Eleonora von Mendelssohn performed on stage with husband Kosleck twice, once in Berlin in a production of "The Tribune" and again on Broadway in "The Madwoman of Chaillot" in 1950. After perfecting her English, she appeared on the New York stage in a number of plays including: “Flight to the West”, “The Russian People”, “The Secret Room”, “Daughters of Atreus” and “The Madwoman of Chaillot”. Her one major Broadway success was her role in “Flight to the West” where she played a Jewish woman fleeing Germany. In 1950, Eleonora von Mendelssohn made her only film appearance in a supporting role in Blood Rache in New York alongside Gene Kelly. In January 1951, Francesco von Mendelssohn was arrested after a brawl and then suffered a stroke. Eleonora of Mendelssohn's fourth husband rushed out of the window at the same time in a love crisis and suffered a spinal injury. While the two men were in hospital, Eleonora was found dead in her apartment by Mendelssohn on January 24, 1951. She had an ether-soaked gauze lobe on her mouth, with a towel and a bath mat lying over it. In addition to the dead, a tube of sleeping pills and a half-empty aether was found, and several syringes were found on her bedside table. No evidence of third-party culpability was found during an autopsy, but rumours persisted that Eleonora had been murdered by Mendelssohn. The turbulent relationship between Eleanora and husband Martin Kosleck was chronicled in the book "The Grand Surprise: The Journals of Leo Lerman" (2007). Leo Lerman, who was a close gay friend to Eleanora, claims that Kosleck had a male lover at the time of his wife's mysterious death in 1951. Her death was reported as a suicide although Lerman claims that after her death a pillow was found over Eleonora's face and a bath mat had been soaked in ether.
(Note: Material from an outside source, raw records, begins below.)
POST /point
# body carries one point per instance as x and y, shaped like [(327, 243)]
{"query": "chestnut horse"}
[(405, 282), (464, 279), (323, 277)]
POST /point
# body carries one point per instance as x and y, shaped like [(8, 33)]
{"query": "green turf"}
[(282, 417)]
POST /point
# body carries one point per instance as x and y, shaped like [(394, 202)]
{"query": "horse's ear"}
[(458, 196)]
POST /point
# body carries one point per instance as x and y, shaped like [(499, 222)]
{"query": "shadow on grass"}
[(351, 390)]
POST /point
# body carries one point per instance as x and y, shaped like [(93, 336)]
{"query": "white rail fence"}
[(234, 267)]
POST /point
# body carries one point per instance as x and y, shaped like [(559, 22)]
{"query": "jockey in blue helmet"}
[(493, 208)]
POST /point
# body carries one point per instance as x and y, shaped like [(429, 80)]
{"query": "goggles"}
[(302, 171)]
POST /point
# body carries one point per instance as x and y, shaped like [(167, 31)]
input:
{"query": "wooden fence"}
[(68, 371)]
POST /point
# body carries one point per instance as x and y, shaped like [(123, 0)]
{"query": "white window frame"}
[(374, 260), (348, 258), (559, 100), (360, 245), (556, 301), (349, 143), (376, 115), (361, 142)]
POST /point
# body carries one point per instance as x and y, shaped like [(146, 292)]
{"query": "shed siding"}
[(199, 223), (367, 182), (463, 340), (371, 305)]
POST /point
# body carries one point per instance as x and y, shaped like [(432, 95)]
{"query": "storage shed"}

After Eleonora's death, her executor Lillian D. Rock and her brother continued to work to restore the works of art. It was now tried to prove that Giulietta von Mendelssohn had given her children the art collection on December 31, 1932. Even Albert Einstein campaigned for the return of the paintings, but the application was rejected in Germany in 1953 and Lillian D. Rock became no longer active. Francesco von Mendelssohn was no longer able to take care of the matter. He lived first in a psychiatric hospital, where a lobotomy may have been performed on him, and later with Lilly Wittels, the widow of the psychiatrist Fritz Wittels. When the case of the paintings from the Mendelssohn collection was heard before the Commission of Provision in Vienna in 1964, no representative of Francesco von Mendelssohn appeared. At the beginning of the 21st century, heirs of Eleonora and Francesco von Mendelssohn tried again to prove that Giulietta von Mendelssohn had to give the pictures due to persecution.